Example data here refers to a single sample that I can experiment with to fit to Bezier curves.

In [None]:
PATH = Path('../data/datasets/IAM-OnDB') # Needs to be parameterised

ds = IAM_OnDB_Dataset(path=PATH, transform=None, limit=100)

Select a particular sample to focus on now:

In [5]:
i_selected = 0

sample = ds[i_selected]

Plot the sample:

In [None]:
plt.figure()
plt.scatter(sample['x'], sample['y'], c=sample['stroke_nr'], s=0.8, cmap='tab20')
plt.title(sample['label'])
plt.xlabel('x')
plt.ylabel('y')
plt.gca().set_aspect('equal')
plt.show()

## Optimise data structure for better experimentation

First, I load the sample into `pandas`. Then, I groupby the sample w.r.t. `stroke_nr` and store the result in a simple list for now.

In [7]:
df = pd.DataFrame.from_dict({
    'x': sample['x'],
    'y': sample['y'],
    't': sample['t'],
    'stroke_nr': sample['stroke_nr'],
})

list_of_strokes = []

for stroke_nr, df_grouped in df.groupby('stroke_nr'):
    list_of_strokes.append({
        'x': df_grouped['x'],
        'y': df_grouped['y'],
        't': df_grouped['t'],
    })

## Perform a simple 3rd order polynomial fit

This is essentially a Bezier curve as those are 3rd order polynomials.

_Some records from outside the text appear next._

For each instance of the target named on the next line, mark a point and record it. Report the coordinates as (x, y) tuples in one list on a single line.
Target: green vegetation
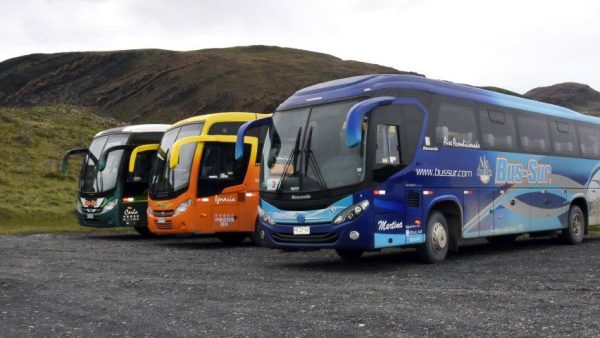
[(34, 195)]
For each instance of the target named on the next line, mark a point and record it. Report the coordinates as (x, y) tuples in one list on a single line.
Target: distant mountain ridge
[(577, 96), (155, 85), (166, 86)]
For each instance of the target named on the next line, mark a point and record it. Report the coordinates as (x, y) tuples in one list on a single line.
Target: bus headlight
[(111, 205), (265, 216), (352, 212), (183, 207)]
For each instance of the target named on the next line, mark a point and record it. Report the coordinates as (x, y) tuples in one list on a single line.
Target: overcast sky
[(515, 44)]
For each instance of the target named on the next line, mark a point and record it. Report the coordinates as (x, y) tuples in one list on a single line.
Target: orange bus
[(197, 186)]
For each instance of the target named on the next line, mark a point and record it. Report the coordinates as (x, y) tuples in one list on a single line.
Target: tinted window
[(534, 136), (564, 141), (456, 125), (225, 128), (387, 150), (589, 138), (497, 129), (219, 169), (136, 183)]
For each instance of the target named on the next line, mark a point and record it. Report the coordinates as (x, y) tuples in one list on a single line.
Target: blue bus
[(379, 161)]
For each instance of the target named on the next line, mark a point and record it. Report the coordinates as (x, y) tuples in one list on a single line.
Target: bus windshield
[(94, 181), (166, 182), (306, 151)]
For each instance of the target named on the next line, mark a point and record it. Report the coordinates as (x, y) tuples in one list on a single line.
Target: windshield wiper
[(311, 160), (292, 158)]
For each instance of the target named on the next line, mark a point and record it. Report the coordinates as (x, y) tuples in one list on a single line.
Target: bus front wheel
[(144, 231), (435, 248), (575, 230), (257, 235), (233, 238)]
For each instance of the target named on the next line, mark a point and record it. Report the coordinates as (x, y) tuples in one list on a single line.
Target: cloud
[(513, 44)]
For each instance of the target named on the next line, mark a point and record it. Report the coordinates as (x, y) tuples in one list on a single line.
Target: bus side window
[(564, 141), (497, 129), (456, 124), (534, 136), (388, 152), (589, 138)]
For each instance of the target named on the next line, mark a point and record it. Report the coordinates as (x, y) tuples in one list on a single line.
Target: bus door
[(224, 178), (222, 181), (393, 220)]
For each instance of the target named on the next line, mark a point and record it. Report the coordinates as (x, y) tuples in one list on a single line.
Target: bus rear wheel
[(234, 238), (349, 255), (502, 239), (143, 231), (436, 245), (575, 230), (257, 235)]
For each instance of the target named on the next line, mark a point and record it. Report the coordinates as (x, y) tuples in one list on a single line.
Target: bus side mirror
[(104, 155), (176, 149), (140, 149), (239, 143), (356, 116)]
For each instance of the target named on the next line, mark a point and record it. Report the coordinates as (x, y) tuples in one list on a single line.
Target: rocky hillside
[(577, 96), (166, 86)]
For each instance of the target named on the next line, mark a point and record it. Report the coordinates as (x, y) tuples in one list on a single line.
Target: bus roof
[(138, 128), (361, 85), (220, 117)]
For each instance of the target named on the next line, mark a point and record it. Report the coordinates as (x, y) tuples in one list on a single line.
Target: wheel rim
[(577, 225), (439, 237)]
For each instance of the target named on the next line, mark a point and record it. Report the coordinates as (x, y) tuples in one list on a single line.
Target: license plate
[(301, 230)]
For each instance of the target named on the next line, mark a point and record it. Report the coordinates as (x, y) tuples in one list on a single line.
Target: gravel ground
[(123, 285)]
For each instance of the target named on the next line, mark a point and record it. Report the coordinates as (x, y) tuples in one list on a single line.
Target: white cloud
[(513, 44)]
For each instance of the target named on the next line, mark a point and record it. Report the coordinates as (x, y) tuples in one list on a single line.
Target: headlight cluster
[(350, 213), (183, 207), (265, 217), (111, 205)]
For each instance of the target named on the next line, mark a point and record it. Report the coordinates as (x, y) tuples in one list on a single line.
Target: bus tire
[(437, 240), (143, 231), (232, 238), (502, 240), (256, 237), (349, 255), (575, 230)]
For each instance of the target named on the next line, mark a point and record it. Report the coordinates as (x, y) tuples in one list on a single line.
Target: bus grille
[(313, 238), (167, 225), (413, 200), (163, 213)]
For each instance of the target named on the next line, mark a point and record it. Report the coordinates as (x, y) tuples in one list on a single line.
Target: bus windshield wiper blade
[(311, 160), (292, 158)]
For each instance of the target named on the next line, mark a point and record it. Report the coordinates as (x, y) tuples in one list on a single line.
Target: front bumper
[(322, 236), (104, 219), (124, 215)]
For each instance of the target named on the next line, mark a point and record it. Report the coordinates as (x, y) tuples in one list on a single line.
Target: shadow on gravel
[(132, 237), (406, 258), (216, 244)]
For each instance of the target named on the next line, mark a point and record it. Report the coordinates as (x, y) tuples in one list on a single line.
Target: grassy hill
[(577, 96), (34, 195), (166, 86)]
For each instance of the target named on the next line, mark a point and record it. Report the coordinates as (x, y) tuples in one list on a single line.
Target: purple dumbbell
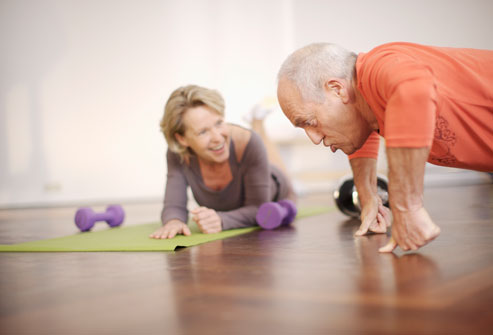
[(85, 217), (271, 215)]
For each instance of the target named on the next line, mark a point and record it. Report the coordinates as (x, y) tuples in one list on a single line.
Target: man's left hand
[(411, 230)]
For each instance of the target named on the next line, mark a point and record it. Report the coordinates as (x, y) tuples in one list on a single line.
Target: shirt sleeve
[(369, 149), (255, 174), (175, 196), (409, 89)]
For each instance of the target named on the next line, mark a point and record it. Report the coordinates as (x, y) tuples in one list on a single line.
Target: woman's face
[(206, 134)]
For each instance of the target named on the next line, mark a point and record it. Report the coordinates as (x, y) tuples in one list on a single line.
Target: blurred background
[(83, 83)]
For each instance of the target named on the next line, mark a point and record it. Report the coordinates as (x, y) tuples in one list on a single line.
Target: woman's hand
[(207, 220), (170, 229)]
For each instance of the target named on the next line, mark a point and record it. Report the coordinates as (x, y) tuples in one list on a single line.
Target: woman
[(225, 165)]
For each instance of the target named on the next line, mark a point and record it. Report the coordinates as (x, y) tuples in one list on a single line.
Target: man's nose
[(314, 136)]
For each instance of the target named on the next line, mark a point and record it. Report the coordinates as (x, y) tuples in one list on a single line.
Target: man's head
[(316, 93)]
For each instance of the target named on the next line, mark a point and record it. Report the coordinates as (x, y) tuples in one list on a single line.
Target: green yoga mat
[(134, 238)]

First, just focus on $x$ and $y$. Later, check out $t$ as fit target.

In [None]:
plt.figure()

for i_stroke in range(len(list_of_strokes)):
    
    x = list_of_strokes[i_stroke]['x']
    y = list_of_strokes[i_stroke]['y']
    t = list_of_strokes[i_stroke]['t']
    t_normalised = (t - t.min()) / (t.max() - t.min())
    z_x = np.polyfit(x=t_normalised, y=x, deg=3)
    z_y = np.polyfit(x=t_normalised, y=y, deg=3)
    p_x = np.poly1d(z_x)
    p_y = np.poly1d(z_y)

    # TODO: Can be enabled but it gets messy
    # plt.figure()
    # plt.scatter(t_normalised, x, c='green', label='raw x')
    # plt.scatter(t_normalised, y, c='black', label='raw y')
    # plt.plot(t_normalised, p_x(t_normalised), c='blue', label='fit x')
    # plt.plot(t_normalised, p_y(t_normalised), c='red', label='fit y')
    # plt.xlabel('t_normalised')
    # plt.legend()
    # plt.show()

    plt.scatter(x, y, s=0.8, c='black', label='raw' if i_stroke == 0 else None)
    plt.scatter(p_x(t_normalised), p_y(t_normalised), s=0.8, c='red', label='fitted' if i_stroke == 0 else None)

plt.xlabel('x')
plt.ylabel('y')
plt.gca().set_aspect('equal')
plt.legend()
plt.show()

## Understand [Carbune2020] fitting procedure

I follow the procedure explained in section 2.1.2 of [Carbune2020].

First, normalise size of entire ink such that y values are within [0, 1]:

In [None]:
df['y_normalised'] = df['y'] - df['y'].min()
scale_factor = df['y_normalised'].max()
df['y_normalised'] = df['y_normalised'] / scale_factor
df['x_normalised'] = df['x'] / scale_factor

plt.figure()
plt.scatter(df['x_normalised'], df['y_normalised'], s=0.3)
plt.title('normalisation debugging')
plt.gca().set_aspect('equal')
plt.xlabel('x')
plt.ylabel('y')
plt.show()

In [29]:
df['t_normalised'] = np.nan

In [None]:
for stroke_nr, df_grouped in df.groupby('stroke_nr'):
    print(stroke_nr)

In [None]:
df_grouped

In [None]:
df['y_normalised'].max()

I am unclear what they mean w/ "We alternate between minimizing the SSE in Eq. (3) and finding the corresponding points si , until convergence.".

This is my understanding:

In [37]:
# See here: https://mermaid.js.org/ecosystem/tutorials.html#jupyter-integration-with-mermaid-js

import base64
from IPython.display import Image, display
import matplotlib.pyplot as plt

def mm(graph):
    graphbytes = graph.encode("utf8")
    base64_bytes = base64.urlsafe_b64encode(graphbytes)
    base64_string = base64_bytes.decode("ascii")
    display(Image(url="https://mermaid.ink/img/" + base64_string))

In [None]:
mm("""
graph LR;
    A[Knowing s_i] --> B[Compute alpha, beta, gamma];
    B --> C[Compute fitted x, y, t];
    C --> D[Update s_i w Newton rule];
    D --> A;
    E[Pick initial s_i] --> A;
    C --> F[Compute SSE];
    G[HOW TO MIN SSE?!?!]
""")

How to constrain s_i in [0, 1]?